The fallen stones date to the destruction of the second temple.
Tisha b'Av begins tonight at sundown.
At the end of last year's post about the day -- Three scenes
from Tisha b'Av -- I touched on the teaching from Talmud (tractate Yoma)
that the second Temple was destroyed because of sinat chinam / senseless
hatred (usually understood as hatred between Jews) and listed some of last year's egregious examples. It saddens me that I can reprise that teaching now with some of this year's instances of Jews being hateful to Jews: Anat
Hoffman's recent arrest in Jerusalem for the "crime" of carrying a Torah scroll near the Kotel, the passage of a new conversion
bill in the Israeli Knesset which gives the Orthodox Israeli rabbinate increased authority over who is considered a "real" Jew in the land of Israel. (That bill has troubling implications indeed.) Obviously we haven't solved the problem of sinat chinam quite yet.
My classmate Jonathan Zasloff has written an essay entitled What
are you doing for assarah b'av? (Assarah b'av is the 10th of Av, the day which follows the mournful 9 Av.) He writes:
The time has come for us to acknowledge the dirty little secret of Tisha
B’Av: the destruction of the Temple was one of the best things ever to happen to the
Jewish people.
His essay is intentionally provocative, I think, but he's right that many blessings have arisen out of the paradigm shift occasioned by the Temple's fall. I've written
before about the wondrous flowerings of post-Temple Judaism: rabbinic Judaism,
diaspora Judaism, today's many-splendored variations on our religious theme. These are among the births which that death made possible. I
have no yearning to restore temple sacrifice.
But I still find meaning in Tisha b'Av. Because we've all experienced the fall of walls and the destruction of something we loved. And once a year,
together, we relive that experience -- we go down as a community into that pit of despair -- in
order to remember that devastation and then rise up again. The spiritual work of the
coming month of Elul, during which we prepare ourselves for the Days of Awe and strive to make teshuvah
(to re/turn toward our Source), has a different valance when we come to it bearing the memories of a day of deep communal sorrow. Judaism calls us not to shy away from what
hurts, but to confront it, to go deep into it -- and then to make our way out of it.

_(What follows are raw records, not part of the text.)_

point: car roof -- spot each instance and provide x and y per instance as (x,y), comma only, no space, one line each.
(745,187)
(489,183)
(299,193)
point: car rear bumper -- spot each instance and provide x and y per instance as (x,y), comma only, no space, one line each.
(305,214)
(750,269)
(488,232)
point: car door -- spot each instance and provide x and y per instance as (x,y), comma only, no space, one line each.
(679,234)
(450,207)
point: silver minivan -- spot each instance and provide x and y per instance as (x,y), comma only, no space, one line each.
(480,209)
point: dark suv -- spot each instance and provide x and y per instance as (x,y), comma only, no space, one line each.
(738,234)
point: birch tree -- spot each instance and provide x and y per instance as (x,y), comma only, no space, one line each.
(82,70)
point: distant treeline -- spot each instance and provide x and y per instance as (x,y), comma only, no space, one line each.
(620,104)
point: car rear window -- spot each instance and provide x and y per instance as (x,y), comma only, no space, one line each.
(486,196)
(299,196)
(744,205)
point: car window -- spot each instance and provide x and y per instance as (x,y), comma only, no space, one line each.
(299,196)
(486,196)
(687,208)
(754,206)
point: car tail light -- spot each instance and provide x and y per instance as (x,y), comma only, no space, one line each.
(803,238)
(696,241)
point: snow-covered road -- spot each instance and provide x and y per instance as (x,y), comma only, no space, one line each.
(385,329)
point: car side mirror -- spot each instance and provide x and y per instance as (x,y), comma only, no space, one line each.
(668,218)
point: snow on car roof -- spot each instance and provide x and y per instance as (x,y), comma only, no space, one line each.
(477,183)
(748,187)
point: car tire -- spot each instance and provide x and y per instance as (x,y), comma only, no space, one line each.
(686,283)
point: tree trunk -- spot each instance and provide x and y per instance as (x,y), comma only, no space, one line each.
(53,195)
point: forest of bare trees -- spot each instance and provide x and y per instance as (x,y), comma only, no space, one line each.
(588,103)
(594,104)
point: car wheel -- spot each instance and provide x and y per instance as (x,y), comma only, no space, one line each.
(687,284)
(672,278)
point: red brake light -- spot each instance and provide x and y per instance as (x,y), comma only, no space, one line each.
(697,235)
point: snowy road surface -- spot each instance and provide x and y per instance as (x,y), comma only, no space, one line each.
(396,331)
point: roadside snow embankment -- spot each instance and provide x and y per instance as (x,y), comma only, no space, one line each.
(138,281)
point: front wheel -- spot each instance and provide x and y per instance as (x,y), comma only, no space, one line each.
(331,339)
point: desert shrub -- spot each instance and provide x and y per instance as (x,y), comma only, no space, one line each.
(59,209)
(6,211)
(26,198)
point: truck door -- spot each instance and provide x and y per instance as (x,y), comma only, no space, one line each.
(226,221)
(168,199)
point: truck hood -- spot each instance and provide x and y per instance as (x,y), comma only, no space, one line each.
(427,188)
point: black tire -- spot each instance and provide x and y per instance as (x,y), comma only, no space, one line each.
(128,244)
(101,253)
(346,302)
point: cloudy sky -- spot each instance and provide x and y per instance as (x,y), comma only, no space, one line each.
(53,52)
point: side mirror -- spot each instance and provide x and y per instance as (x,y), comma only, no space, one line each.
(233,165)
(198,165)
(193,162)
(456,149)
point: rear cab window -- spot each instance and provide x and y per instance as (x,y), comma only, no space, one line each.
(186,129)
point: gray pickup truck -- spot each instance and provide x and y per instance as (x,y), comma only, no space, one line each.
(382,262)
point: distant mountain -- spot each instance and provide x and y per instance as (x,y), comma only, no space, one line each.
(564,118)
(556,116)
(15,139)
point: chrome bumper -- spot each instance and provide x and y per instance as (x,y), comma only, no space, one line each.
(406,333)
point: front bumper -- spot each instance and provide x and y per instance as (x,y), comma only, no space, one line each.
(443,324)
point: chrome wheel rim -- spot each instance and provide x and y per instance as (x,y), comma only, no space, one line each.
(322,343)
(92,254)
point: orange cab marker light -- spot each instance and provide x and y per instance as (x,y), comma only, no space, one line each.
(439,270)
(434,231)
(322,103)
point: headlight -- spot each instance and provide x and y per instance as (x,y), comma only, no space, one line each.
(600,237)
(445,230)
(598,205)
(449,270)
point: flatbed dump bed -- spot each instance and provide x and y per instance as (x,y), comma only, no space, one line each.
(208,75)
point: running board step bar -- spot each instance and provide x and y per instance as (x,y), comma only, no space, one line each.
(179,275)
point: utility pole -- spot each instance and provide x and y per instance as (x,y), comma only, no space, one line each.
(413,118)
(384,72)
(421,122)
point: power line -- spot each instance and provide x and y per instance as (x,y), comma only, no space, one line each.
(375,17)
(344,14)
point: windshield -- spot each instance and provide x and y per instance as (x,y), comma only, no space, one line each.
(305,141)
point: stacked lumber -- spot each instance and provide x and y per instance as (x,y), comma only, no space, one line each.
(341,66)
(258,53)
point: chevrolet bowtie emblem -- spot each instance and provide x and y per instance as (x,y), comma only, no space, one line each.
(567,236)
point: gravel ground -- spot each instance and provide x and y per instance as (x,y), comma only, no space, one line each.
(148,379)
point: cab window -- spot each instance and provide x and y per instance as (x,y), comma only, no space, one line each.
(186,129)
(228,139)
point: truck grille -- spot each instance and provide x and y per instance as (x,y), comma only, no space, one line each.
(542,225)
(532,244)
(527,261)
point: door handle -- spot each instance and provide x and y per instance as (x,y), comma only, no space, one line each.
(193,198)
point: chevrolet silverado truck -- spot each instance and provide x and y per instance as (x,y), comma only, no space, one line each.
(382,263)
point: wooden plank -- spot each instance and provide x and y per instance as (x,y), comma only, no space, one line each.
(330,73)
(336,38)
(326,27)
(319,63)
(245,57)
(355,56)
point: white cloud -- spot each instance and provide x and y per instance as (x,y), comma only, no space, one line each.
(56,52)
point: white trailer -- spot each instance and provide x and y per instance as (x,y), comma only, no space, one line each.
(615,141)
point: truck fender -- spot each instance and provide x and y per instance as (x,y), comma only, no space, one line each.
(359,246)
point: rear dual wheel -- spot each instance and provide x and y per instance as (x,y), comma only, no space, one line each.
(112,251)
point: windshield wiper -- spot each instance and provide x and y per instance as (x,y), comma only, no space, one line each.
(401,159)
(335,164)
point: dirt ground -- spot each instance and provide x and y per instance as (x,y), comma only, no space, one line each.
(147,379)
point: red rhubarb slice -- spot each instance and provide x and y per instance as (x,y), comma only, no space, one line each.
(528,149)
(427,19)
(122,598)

This is part of our spiritual life too.
The destruction of the Temple so long ago may not feel relevant to some of us today, especially to we who prize the Diaspora Judaism which arose as a result of the Temple's fall. It's easy to argue that the fall of the Temple was a necessary birth-pang of the new paradigm. But I don't think Tisha b'Av is "just" about what happened then. Buildings fall and suffering continues in our own day, too. Via this post at Jewschool last year I learned about Rabbi Irwin Kula's recording of 9/11 voicemails -- from those on the planes, from those at the World Trade Center -- using Eicha trope [mp3], the traditional cantillation used for the Book of Lamentations which we read today in our 9 Av commemorations.
Above is an embedded media player which will allow you to listen to R' Kula's voicemail chanting. If you're reading this via an aggregator or via email and can't see the embed, you can go directly to the recording here.
Part of what makes the recording so devastating is the profound ordinariness of the messages. The little things we say to one another when we don't know the end is coming. Of course, I'm primed to find this melody especially poignant -- but I imagine it might resonate even for those who've never heard Eicha before. And these messages of sorrow, chanted in Eicha trope, give me a different perspective on the deaths chronicled in Lamentations -- and the needless deaths happening even now.
May listening to these words add power to your Tisha b'Av observance. May we together descend into darkness...and find our way again, by tomorrow's end, into the light.